Бесспорной была помощь письмовников в официальной переписке - они предлагали в готовом виде образцы разнообразных прошений, писем к высокопоставленным лицам и прочих бумаг, где несоблюдение строго установленной формы могло прямо повлиять на исход дела. Письмовники старались руководить своим потребителем и в переписке личной - интимной, родственной, дружеской (которая обычно тем ценней для историков, чем свободней ее содержание). Они искали для нее образцы в преобладающей литературной традиции времени, предлагая, таким образом, каждому пишущему место на самой низкой ступени эпигонской беллетристики.

Свобода письменного выражения своих мыслей - одно из самых трудных умений. Писать несвободно - легче, поскольку это работа по готовым образцам. Одно из самых наглядных описаний "проблемы эпистолярии"

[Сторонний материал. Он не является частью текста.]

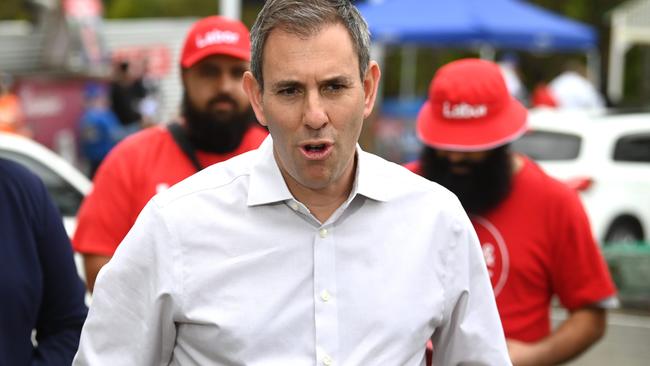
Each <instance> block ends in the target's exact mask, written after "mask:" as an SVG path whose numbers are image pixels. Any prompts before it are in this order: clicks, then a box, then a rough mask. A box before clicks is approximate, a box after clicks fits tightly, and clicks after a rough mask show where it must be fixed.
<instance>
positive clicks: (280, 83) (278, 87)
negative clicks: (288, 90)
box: [271, 80, 302, 90]
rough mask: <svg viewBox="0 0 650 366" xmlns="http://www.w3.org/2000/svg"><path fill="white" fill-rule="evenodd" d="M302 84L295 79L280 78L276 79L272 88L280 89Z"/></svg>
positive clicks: (294, 87)
mask: <svg viewBox="0 0 650 366" xmlns="http://www.w3.org/2000/svg"><path fill="white" fill-rule="evenodd" d="M301 85H302V84H301V83H299V82H297V81H295V80H280V81H276V82H274V83H272V84H271V89H273V90H280V89H286V88H297V87H299V86H301Z"/></svg>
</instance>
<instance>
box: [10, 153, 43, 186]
mask: <svg viewBox="0 0 650 366" xmlns="http://www.w3.org/2000/svg"><path fill="white" fill-rule="evenodd" d="M0 182H2V183H3V185H7V186H11V187H13V189H18V190H34V189H36V188H37V187H38V186H40V185H41V184H42V183H41V182H40V180H39V178H38V177H37V176H36V175H35V174H34V173H32V172H31V171H30V170H29V169H27V168H26V167H25V166H23V165H21V164H19V163H16V162H14V161H11V160H7V159H3V158H0Z"/></svg>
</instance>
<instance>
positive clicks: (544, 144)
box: [512, 130, 582, 160]
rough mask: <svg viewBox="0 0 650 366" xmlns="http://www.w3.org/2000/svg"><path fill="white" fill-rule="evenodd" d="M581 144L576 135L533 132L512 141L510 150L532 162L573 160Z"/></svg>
mask: <svg viewBox="0 0 650 366" xmlns="http://www.w3.org/2000/svg"><path fill="white" fill-rule="evenodd" d="M581 144H582V139H581V138H580V136H578V135H572V134H568V133H559V132H550V131H534V130H533V131H529V132H527V133H526V134H524V135H523V136H522V137H521V138H519V139H518V140H516V141H514V142H513V143H512V149H513V150H514V151H517V152H520V153H523V154H525V155H527V156H529V157H531V158H532V159H533V160H573V159H575V158H577V157H578V153H579V152H580V145H581Z"/></svg>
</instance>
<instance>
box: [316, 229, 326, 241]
mask: <svg viewBox="0 0 650 366" xmlns="http://www.w3.org/2000/svg"><path fill="white" fill-rule="evenodd" d="M318 234H319V235H320V237H321V238H323V239H325V238H326V237H327V229H320V231H319V232H318Z"/></svg>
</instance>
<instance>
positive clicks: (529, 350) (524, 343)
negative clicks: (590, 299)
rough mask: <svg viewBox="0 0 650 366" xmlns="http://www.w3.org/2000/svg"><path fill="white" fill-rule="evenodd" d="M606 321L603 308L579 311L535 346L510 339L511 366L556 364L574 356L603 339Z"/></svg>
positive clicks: (605, 327) (582, 308)
mask: <svg viewBox="0 0 650 366" xmlns="http://www.w3.org/2000/svg"><path fill="white" fill-rule="evenodd" d="M606 318H607V315H606V311H605V310H603V309H596V308H582V309H578V310H575V311H573V312H571V313H570V314H569V317H568V318H567V319H566V320H565V321H564V322H562V324H560V326H559V327H558V328H557V329H555V331H554V332H553V333H552V334H551V335H549V336H548V337H546V338H544V339H543V340H541V341H539V342H537V343H532V344H526V343H522V342H517V341H511V340H509V341H508V348H509V350H510V356H511V358H512V361H513V365H515V366H529V365H530V366H537V365H557V364H560V363H563V362H566V361H569V360H571V359H573V358H575V357H577V356H578V355H580V354H582V353H583V352H584V351H586V350H587V349H588V348H589V347H590V346H591V345H593V344H594V343H595V342H596V341H598V340H599V339H600V338H601V337H602V336H603V334H604V333H605V328H606Z"/></svg>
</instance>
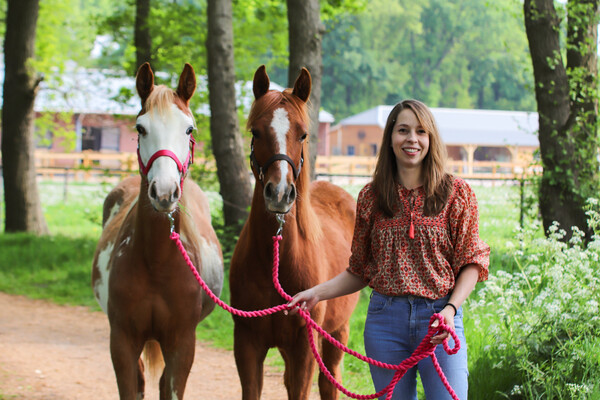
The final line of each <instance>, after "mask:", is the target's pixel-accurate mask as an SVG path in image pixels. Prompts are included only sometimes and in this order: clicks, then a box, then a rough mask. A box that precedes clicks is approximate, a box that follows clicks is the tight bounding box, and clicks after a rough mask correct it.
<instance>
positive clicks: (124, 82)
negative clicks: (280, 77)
mask: <svg viewBox="0 0 600 400" xmlns="http://www.w3.org/2000/svg"><path fill="white" fill-rule="evenodd" d="M155 75H157V76H158V77H160V78H162V80H163V81H164V80H169V79H170V76H169V75H168V74H162V73H161V72H155ZM46 79H47V80H44V81H42V83H41V87H40V91H39V92H38V95H37V96H36V100H35V104H34V111H35V112H36V119H38V121H39V120H40V119H41V118H45V119H46V121H47V123H46V124H39V123H38V124H36V125H37V128H36V129H38V132H37V135H36V147H37V148H38V149H40V150H43V151H49V152H56V153H63V152H71V151H74V152H81V151H85V150H91V151H96V152H102V153H135V151H136V149H137V131H136V130H135V119H136V116H137V114H138V112H139V111H140V108H141V104H140V99H139V97H138V96H137V94H136V89H135V79H134V78H133V77H131V76H128V75H126V74H125V73H124V72H114V71H101V70H95V69H85V68H81V67H78V66H77V65H75V64H74V63H73V64H70V63H69V64H67V66H66V68H65V72H64V73H63V74H61V75H60V76H59V77H58V78H53V77H51V76H50V77H47V78H46ZM53 79H54V80H53ZM3 80H4V67H3V65H0V81H3ZM197 81H198V90H199V91H206V90H208V89H207V87H208V83H207V81H206V78H205V77H202V76H198V77H197ZM174 84H176V82H175V83H174ZM271 89H275V90H283V87H281V86H279V85H277V84H276V83H273V82H272V83H271ZM236 91H237V93H238V95H237V97H238V107H241V108H242V111H243V112H244V114H247V113H248V111H249V109H250V105H251V104H252V101H253V99H254V97H253V95H252V82H244V83H243V84H236ZM1 97H2V93H1V92H0V104H1V101H2V98H1ZM195 113H196V115H205V116H209V115H210V107H209V106H208V104H202V105H201V106H199V107H198V109H197V110H196V111H195ZM319 117H320V119H322V122H321V123H320V125H319V136H320V137H321V136H322V137H326V136H327V135H328V132H329V127H330V125H331V123H332V122H333V116H332V115H331V114H329V113H327V112H325V111H321V112H320V114H319ZM40 126H45V127H46V128H40ZM39 129H46V131H45V132H39ZM242 129H243V127H242ZM59 131H67V132H70V133H72V134H70V135H69V134H67V135H64V134H63V133H64V132H61V133H58V132H59ZM63 136H65V137H69V138H70V139H71V141H70V142H69V144H66V143H65V141H66V140H68V139H66V138H65V137H63ZM248 137H249V135H248ZM198 146H202V143H198ZM198 148H200V147H197V149H198Z"/></svg>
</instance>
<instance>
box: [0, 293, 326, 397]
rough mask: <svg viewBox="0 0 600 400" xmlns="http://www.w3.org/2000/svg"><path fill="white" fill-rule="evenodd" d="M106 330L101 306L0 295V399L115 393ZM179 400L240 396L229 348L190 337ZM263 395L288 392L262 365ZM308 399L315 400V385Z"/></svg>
mask: <svg viewBox="0 0 600 400" xmlns="http://www.w3.org/2000/svg"><path fill="white" fill-rule="evenodd" d="M108 335H109V328H108V320H107V318H106V316H105V315H104V314H103V313H101V312H91V311H89V310H88V309H87V308H84V307H66V306H58V305H55V304H52V303H49V302H46V301H40V300H30V299H27V298H25V297H20V296H10V295H7V294H4V293H0V398H5V399H7V400H9V399H10V400H25V399H26V400H92V399H93V400H105V399H107V400H108V399H110V400H113V399H116V398H118V396H117V385H116V381H115V377H114V372H113V369H112V363H111V360H110V353H109V349H108V343H109V340H108ZM146 387H147V393H146V399H152V400H154V399H158V390H157V384H155V382H154V381H153V380H152V379H150V380H149V381H147V386H146ZM2 396H4V397H2ZM185 398H186V399H211V400H220V399H224V400H225V399H226V400H230V399H240V398H241V389H240V384H239V380H238V377H237V372H236V369H235V361H234V358H233V354H232V353H231V352H228V351H224V350H218V349H214V348H210V347H208V346H206V345H203V344H202V343H197V344H196V358H195V362H194V366H193V368H192V371H191V374H190V378H189V380H188V384H187V387H186V393H185ZM262 398H263V399H264V400H281V399H285V398H287V395H286V393H285V389H284V387H283V378H282V374H281V373H280V372H274V371H273V370H272V369H270V368H268V367H267V368H266V374H265V383H264V389H263V396H262ZM312 399H318V395H317V394H316V393H315V390H314V384H313V394H312V396H311V400H312Z"/></svg>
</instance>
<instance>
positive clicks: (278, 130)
mask: <svg viewBox="0 0 600 400" xmlns="http://www.w3.org/2000/svg"><path fill="white" fill-rule="evenodd" d="M271 128H273V131H275V137H276V140H277V144H278V145H279V153H280V154H287V146H286V138H287V133H288V131H289V130H290V120H289V118H288V113H287V111H286V110H285V109H284V108H278V109H277V110H275V112H274V113H273V119H272V120H271ZM279 170H280V171H281V177H282V178H283V177H285V176H286V175H287V172H288V171H287V170H288V163H287V162H285V161H281V162H279ZM278 186H280V188H279V189H280V190H279V197H280V199H279V200H281V197H282V196H283V193H284V189H285V186H286V182H285V179H282V180H281V181H279V185H278Z"/></svg>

дано в рассказе А. Чехова "На святках". "Любезному нашему зятю Андрею Хрисанфычу и единственной нашей любимой дочери Ефимье Петровне с любовью низкий поклон и благословение родительское навеки нерушимо..." - выводит писарь под диктовку деревенской старухи. Но вот известные старухе начальные эпистолярные обороты речи иссякают, и она отчаивается. - "Чего и вам желаем от господа... царя небесного..." - повторила она и заплакала.

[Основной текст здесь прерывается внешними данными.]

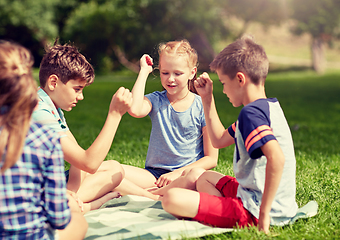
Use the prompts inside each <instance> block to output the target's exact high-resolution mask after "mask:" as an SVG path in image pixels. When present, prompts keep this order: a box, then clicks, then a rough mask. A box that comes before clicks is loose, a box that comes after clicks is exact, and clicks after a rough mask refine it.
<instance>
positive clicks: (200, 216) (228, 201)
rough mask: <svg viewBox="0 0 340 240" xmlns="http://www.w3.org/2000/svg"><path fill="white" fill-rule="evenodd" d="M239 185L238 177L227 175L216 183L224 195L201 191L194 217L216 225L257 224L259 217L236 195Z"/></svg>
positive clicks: (231, 226) (231, 227)
mask: <svg viewBox="0 0 340 240" xmlns="http://www.w3.org/2000/svg"><path fill="white" fill-rule="evenodd" d="M238 185H239V184H238V182H237V180H236V178H234V177H230V176H225V177H223V178H221V179H220V180H219V182H218V183H217V184H216V188H217V189H218V190H219V191H220V192H221V194H222V196H223V197H217V196H214V195H209V194H208V193H203V192H200V203H199V207H198V213H197V215H196V217H194V219H195V220H197V221H199V222H202V223H204V224H208V225H212V226H216V227H225V228H232V227H235V226H236V225H238V226H239V227H247V226H248V225H251V226H254V225H255V226H256V225H257V223H258V220H257V218H255V217H254V216H253V215H252V214H251V213H250V212H249V211H248V210H247V209H245V208H244V207H243V203H242V201H241V199H240V198H237V197H236V194H237V188H238Z"/></svg>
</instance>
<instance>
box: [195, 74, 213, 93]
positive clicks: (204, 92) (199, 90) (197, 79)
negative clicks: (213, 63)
mask: <svg viewBox="0 0 340 240" xmlns="http://www.w3.org/2000/svg"><path fill="white" fill-rule="evenodd" d="M194 84H195V88H196V91H197V93H198V94H199V95H200V96H201V97H202V98H204V97H206V96H208V95H211V94H212V92H213V81H212V80H211V79H210V77H209V75H208V73H206V72H204V73H202V74H201V75H200V76H199V77H198V78H197V79H196V80H195V83H194Z"/></svg>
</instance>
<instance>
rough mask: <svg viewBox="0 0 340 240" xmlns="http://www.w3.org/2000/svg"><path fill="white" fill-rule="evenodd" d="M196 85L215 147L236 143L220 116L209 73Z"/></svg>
mask: <svg viewBox="0 0 340 240" xmlns="http://www.w3.org/2000/svg"><path fill="white" fill-rule="evenodd" d="M195 87H196V90H197V92H198V94H199V95H200V96H201V98H202V103H203V108H204V114H205V121H206V123H207V128H208V132H209V136H210V139H211V142H212V145H213V146H214V147H215V148H224V147H227V146H230V145H232V144H234V143H235V142H234V138H233V137H232V136H230V134H229V132H228V129H225V128H224V126H223V124H222V123H221V120H220V118H219V116H218V113H217V110H216V106H215V100H214V96H213V81H212V80H211V79H210V77H209V75H208V74H207V73H203V74H202V75H201V76H200V77H199V78H198V79H197V80H196V81H195Z"/></svg>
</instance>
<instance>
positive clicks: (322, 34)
mask: <svg viewBox="0 0 340 240" xmlns="http://www.w3.org/2000/svg"><path fill="white" fill-rule="evenodd" d="M291 5H292V10H293V14H292V18H293V19H296V20H297V26H296V27H295V29H294V33H296V34H301V33H305V32H307V33H309V34H311V35H312V36H313V38H317V37H322V36H323V37H326V38H327V39H325V40H329V39H330V37H332V36H339V34H340V28H339V27H340V1H339V0H293V1H291Z"/></svg>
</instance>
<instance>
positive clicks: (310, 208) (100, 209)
mask: <svg viewBox="0 0 340 240" xmlns="http://www.w3.org/2000/svg"><path fill="white" fill-rule="evenodd" d="M310 203H312V204H310ZM310 203H309V204H307V205H306V206H307V207H306V206H304V207H303V208H301V209H300V210H301V211H300V210H299V212H298V214H297V215H296V217H295V218H293V219H292V223H293V222H295V221H296V220H297V219H298V218H306V217H311V216H314V215H315V214H316V212H317V204H316V202H310ZM315 204H316V205H315ZM85 218H86V220H87V222H88V224H89V228H88V231H87V234H86V236H85V240H91V239H96V240H104V239H110V240H113V239H183V238H195V237H201V236H205V235H210V234H220V233H225V232H230V231H234V230H235V229H233V228H216V227H210V226H206V225H203V224H201V223H198V222H196V221H190V220H179V219H177V218H175V217H174V216H172V215H171V214H169V213H167V212H166V211H164V210H163V208H162V205H161V202H160V201H153V200H151V199H149V198H145V197H139V196H132V195H128V196H124V197H121V198H115V199H111V200H110V201H108V202H107V203H105V204H104V205H103V206H102V207H101V208H100V209H98V210H94V211H90V212H88V213H86V214H85Z"/></svg>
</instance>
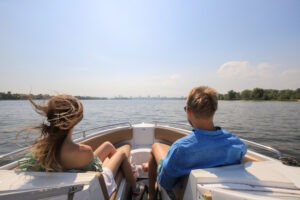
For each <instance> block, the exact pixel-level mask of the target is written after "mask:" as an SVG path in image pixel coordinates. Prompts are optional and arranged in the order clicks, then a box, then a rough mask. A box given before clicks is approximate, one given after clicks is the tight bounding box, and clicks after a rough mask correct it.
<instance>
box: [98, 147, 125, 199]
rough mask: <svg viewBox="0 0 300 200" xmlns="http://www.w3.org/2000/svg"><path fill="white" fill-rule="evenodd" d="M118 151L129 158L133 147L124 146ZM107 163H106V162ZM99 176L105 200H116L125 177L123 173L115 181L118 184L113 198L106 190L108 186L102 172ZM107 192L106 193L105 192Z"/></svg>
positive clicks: (119, 174) (102, 190)
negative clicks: (106, 187) (123, 179)
mask: <svg viewBox="0 0 300 200" xmlns="http://www.w3.org/2000/svg"><path fill="white" fill-rule="evenodd" d="M117 149H118V150H122V151H124V152H125V153H126V156H127V157H128V158H129V155H130V150H131V146H130V144H124V145H122V146H120V147H118V148H117ZM104 162H105V161H104ZM97 176H98V178H99V183H100V186H101V189H102V191H103V193H104V194H105V195H104V198H105V200H108V199H109V200H114V199H115V198H116V195H117V192H118V189H119V186H120V184H121V181H122V179H123V177H124V175H123V173H122V171H121V170H119V171H118V173H117V174H116V176H115V181H116V184H117V189H116V190H115V191H114V192H113V193H112V194H111V196H110V197H109V196H108V193H107V189H106V185H105V181H104V178H103V176H102V173H101V172H98V173H97ZM104 191H105V192H104Z"/></svg>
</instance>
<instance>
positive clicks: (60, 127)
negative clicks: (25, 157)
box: [30, 95, 83, 171]
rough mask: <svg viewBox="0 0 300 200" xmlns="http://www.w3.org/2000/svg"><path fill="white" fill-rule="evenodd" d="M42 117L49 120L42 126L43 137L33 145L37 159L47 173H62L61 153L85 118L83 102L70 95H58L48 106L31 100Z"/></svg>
mask: <svg viewBox="0 0 300 200" xmlns="http://www.w3.org/2000/svg"><path fill="white" fill-rule="evenodd" d="M30 102H31V104H32V105H33V106H34V107H35V110H36V111H37V113H39V114H40V115H43V116H45V117H46V118H47V120H46V121H44V122H43V123H42V124H41V125H40V126H37V127H34V129H40V130H41V135H40V137H39V138H38V139H37V141H36V143H35V144H34V145H33V152H34V157H35V159H36V160H37V161H38V162H39V163H40V164H41V165H42V166H43V167H44V168H45V170H46V171H62V170H63V169H62V166H61V165H60V160H59V159H60V158H59V153H60V150H61V146H62V144H63V142H64V140H65V138H66V137H67V135H68V134H69V132H70V130H71V129H72V128H73V127H74V126H75V125H76V124H77V123H78V122H79V121H80V120H81V119H82V118H83V106H82V104H81V102H80V101H79V100H78V99H77V98H75V97H73V96H70V95H57V96H54V97H52V98H50V99H49V100H48V103H47V104H46V105H39V104H37V103H36V102H34V101H33V100H32V99H30Z"/></svg>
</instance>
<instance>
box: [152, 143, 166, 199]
mask: <svg viewBox="0 0 300 200" xmlns="http://www.w3.org/2000/svg"><path fill="white" fill-rule="evenodd" d="M169 148H170V146H168V145H165V144H161V143H154V144H153V145H152V150H151V152H150V154H149V160H148V175H149V199H150V200H152V199H154V195H155V184H156V177H157V164H158V163H159V161H160V160H162V159H164V158H165V157H166V155H167V153H168V150H169Z"/></svg>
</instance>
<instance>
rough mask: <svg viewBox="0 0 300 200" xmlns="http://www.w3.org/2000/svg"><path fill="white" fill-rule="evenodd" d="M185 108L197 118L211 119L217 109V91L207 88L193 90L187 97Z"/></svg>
mask: <svg viewBox="0 0 300 200" xmlns="http://www.w3.org/2000/svg"><path fill="white" fill-rule="evenodd" d="M187 107H188V108H189V109H191V110H192V111H193V113H194V114H195V116H196V117H198V118H201V117H203V118H210V117H213V116H214V114H215V112H216V110H217V109H218V97H217V91H216V90H214V89H212V88H210V87H207V86H199V87H195V88H193V89H192V90H191V91H190V93H189V95H188V97H187Z"/></svg>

Больше ничего она не могла сказать. А раньше, когда она по ночам думала, то ей казалось, что всего не поместить и в десяти письмах. С того времени, как уехали дочь с мужем, утекло в море много воды, старики жили, как сироты, и тяжко вздыхали по ночам, точно похоронили дочь. А сколько за это время было в деревне всяких происшествий, сколько свадеб, смертей.

Какие были длинные зимы! Какие длинные ночи!" Пока старуха думает о том, как бы "перевести" все это на неведомый ей язык письма, писарь, узнав, что зять старухи из солдат, и уже не слыша, что теперь он "у доктора в швейцарах", стал быстро писать.

"В настоящее время, - писал он, - как судба ваша через себе определила на Военное Попрыще, то мы Вам советуем заглянуть в Устав Дисцыплинарных Взысканий и Уголовных Законоа Военного Ведомства, и Вы усмотрите в оном Законе цывилизацию Чинов Военого Ведомства"..."

И чем дальше пишет писарь, тем больше расширяется пропасть между совершенно условным текстом письма и тою "жизнью", которую хотела бы вместить в строки письма старуха. "Он писал и прочитывал вслух написанное, а Василиса соображала о том, что надо бы написать, какая в прошлом году была нужда, не хватило хлеба даже до святок, пришлось продать корову. Надо бы попросить денег, надо бы написать, что старик часто похварывает и скоро, должно быть, отдаст богу душу... Но как выразить это на словах? Что сказать прежде и что после?"

Вот они, эти сакраментальные вопросы, которые и есть основа эпистолярии, которые и отделяют "умеющих" писать письма от "неумеющих". Старуха неграмотна, и сфера письменной речи для нее - чужая, неведомая земля, стеной отгороженная от того языка, на котором она говорит и думает, который слышит вокруг, и ей никаким образом нельзя преодолеть эту стену и как-то приткнуться к этой земле. Писарь, напротив, грамотный, но он не только не хочет, но, надо думать, и не может разрушить эту стену, и именно поэтому из-под пера его льются слова обкатанные, не имеющие отношения ни к корове, ни к хвори старика, а сам старик, слушая письмо, "не понял, но доверчиво закивал головой.

- Ничего, гладко... - сказал он, - дай бог здоровья. Ничего...".

Но значит ли это, что вся переписка такого рода как бы "недействительна", что она не выполняла своего прямого назначения общения людей на расстоянии?